C’est l’histoire d’un couac annoncé : 60% des Français ignorent encore en quoi consistent réellement les ZFE et, de fait, qu’une large part d’entre eux ne pourra plus entrer et circuler en voiture dans ces zones d’ici peu, quel que soit le motif du déplacement.

Si l’on se base sur les données relatives au parc des voitures au 1er janvier 2021, classés selon la vignette Crit’Air (accessibles sur le site du Ministère de la Transition écologique), l’interdiction des véhicules Crit’Air 3,4,5 et non classés pourrait être une véritable bombe à retardement partout en France, puisqu’elle concerne :

- 39,2% des véhicules de Saint-Etienne Métropole

- 34,9% des véhicules de la Métropole Toulon-Provence-Méditerranée

- 37,4% des véhicules de Clermont Auvergne Métropole

- 34,4% des véhicules de l’Eurométropole de Strasbourg

- 32,5% des véhicules de la Métropole Nice Côte d’Azur

- 33,4% des véhicules de la Métropole Rouen Normandie

- 35% des véhicules de Toulouse Métropole

Il s’agit ici d’exemples de données relatives aux parcs auto enregistrés dans les métropoles citées (elles sont 45 au total !) ; mais à l’échelle du parc automobile français, l’interdiction de se rendre et de circuler dans lesdites métropoles devrait concerner 7 voitures sur 10, et la moitié des Français selon l’ancienne Ministre de la Transition Écologique Barbara Pompili.

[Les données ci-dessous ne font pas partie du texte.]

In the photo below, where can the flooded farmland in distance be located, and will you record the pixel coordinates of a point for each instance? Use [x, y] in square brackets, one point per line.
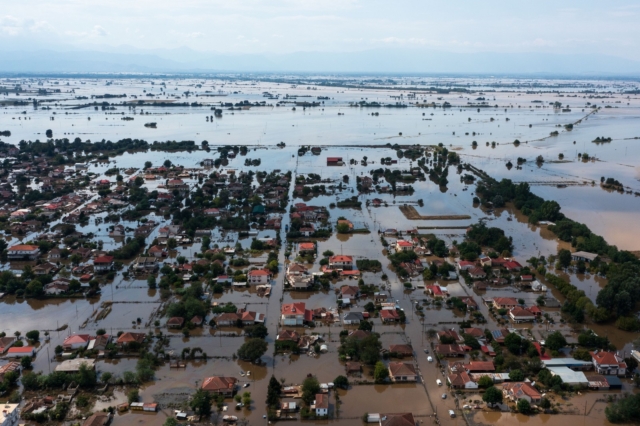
[273, 124]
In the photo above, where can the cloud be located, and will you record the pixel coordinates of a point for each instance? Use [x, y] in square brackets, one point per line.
[15, 26]
[99, 31]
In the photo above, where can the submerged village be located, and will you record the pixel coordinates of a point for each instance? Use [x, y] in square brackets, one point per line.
[389, 282]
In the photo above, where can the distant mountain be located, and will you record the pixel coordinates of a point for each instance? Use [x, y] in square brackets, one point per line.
[403, 61]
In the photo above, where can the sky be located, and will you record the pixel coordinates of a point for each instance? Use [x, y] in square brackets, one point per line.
[286, 26]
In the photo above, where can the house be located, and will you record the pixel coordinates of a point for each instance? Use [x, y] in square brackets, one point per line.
[584, 256]
[435, 291]
[6, 343]
[608, 363]
[227, 319]
[451, 335]
[465, 265]
[349, 292]
[470, 302]
[9, 367]
[293, 313]
[128, 338]
[45, 269]
[10, 415]
[477, 274]
[288, 335]
[353, 367]
[520, 314]
[475, 332]
[512, 266]
[296, 269]
[352, 318]
[307, 248]
[157, 252]
[258, 277]
[97, 419]
[521, 390]
[251, 318]
[220, 385]
[103, 263]
[505, 302]
[58, 286]
[480, 367]
[23, 252]
[341, 262]
[175, 322]
[401, 350]
[461, 380]
[403, 245]
[321, 404]
[389, 315]
[146, 263]
[75, 341]
[453, 350]
[402, 372]
[358, 334]
[99, 342]
[19, 352]
[396, 419]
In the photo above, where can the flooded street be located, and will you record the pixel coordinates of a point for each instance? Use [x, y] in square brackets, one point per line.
[127, 303]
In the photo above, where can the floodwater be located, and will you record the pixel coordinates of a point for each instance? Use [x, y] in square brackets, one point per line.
[351, 133]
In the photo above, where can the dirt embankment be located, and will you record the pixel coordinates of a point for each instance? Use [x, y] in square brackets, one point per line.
[412, 214]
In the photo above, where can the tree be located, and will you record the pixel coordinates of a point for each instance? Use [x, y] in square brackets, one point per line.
[341, 382]
[201, 403]
[564, 258]
[492, 395]
[555, 341]
[523, 406]
[106, 377]
[343, 228]
[545, 403]
[310, 387]
[485, 382]
[252, 349]
[516, 375]
[33, 335]
[25, 362]
[151, 281]
[380, 372]
[273, 392]
[29, 381]
[133, 395]
[171, 421]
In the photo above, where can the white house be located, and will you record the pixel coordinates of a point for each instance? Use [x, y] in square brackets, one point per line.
[461, 380]
[321, 404]
[352, 318]
[341, 262]
[258, 277]
[10, 415]
[402, 372]
[293, 313]
[76, 341]
[23, 252]
[403, 245]
[609, 363]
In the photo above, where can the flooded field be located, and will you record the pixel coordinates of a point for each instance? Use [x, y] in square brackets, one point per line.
[363, 137]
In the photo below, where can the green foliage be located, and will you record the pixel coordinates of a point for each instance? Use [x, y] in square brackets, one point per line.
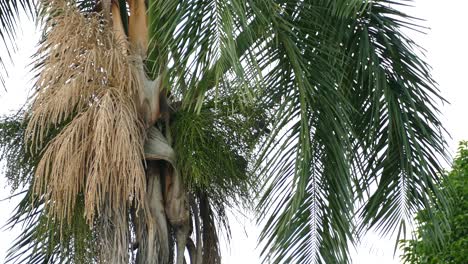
[214, 148]
[422, 249]
[350, 105]
[19, 163]
[46, 239]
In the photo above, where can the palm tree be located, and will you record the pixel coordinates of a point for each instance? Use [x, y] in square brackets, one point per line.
[150, 119]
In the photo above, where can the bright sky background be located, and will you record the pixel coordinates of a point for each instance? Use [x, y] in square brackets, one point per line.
[446, 45]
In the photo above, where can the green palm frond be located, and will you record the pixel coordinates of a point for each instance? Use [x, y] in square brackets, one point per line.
[357, 109]
[326, 105]
[9, 18]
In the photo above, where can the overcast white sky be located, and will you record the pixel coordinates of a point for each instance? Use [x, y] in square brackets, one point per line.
[446, 44]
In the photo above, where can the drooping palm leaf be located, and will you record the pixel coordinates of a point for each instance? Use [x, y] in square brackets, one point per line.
[350, 106]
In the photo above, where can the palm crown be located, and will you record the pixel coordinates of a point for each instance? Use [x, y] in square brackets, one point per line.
[150, 118]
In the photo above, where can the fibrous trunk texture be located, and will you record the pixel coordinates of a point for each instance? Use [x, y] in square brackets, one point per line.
[93, 86]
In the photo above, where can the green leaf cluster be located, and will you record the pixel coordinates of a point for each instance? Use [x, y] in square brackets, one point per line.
[422, 249]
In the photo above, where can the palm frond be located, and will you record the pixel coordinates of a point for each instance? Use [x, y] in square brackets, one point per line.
[10, 11]
[355, 107]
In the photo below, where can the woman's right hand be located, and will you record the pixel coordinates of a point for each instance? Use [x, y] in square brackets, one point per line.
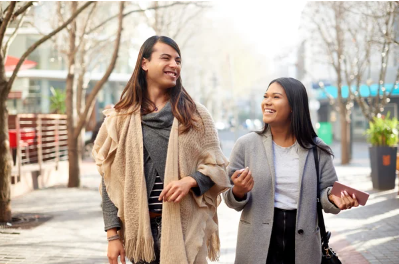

Les ZFE sont injustes socialement

Il va sans dire que ces Français ne circulent pas dans de vieux véhicule par plaisir, mais n’ont seulement pas les moyens financiers de le troquer pour un véhicule plus vertueux. Cité dans un article de l’Argus, Bernard Julien, enseignant-chercheur spécialiste de l’industrie et de l’usage de l’automobile, indique d’ailleurs que 40% des ménages aux revenus les plus faibles possèdent une voiture de plus de 12 ans.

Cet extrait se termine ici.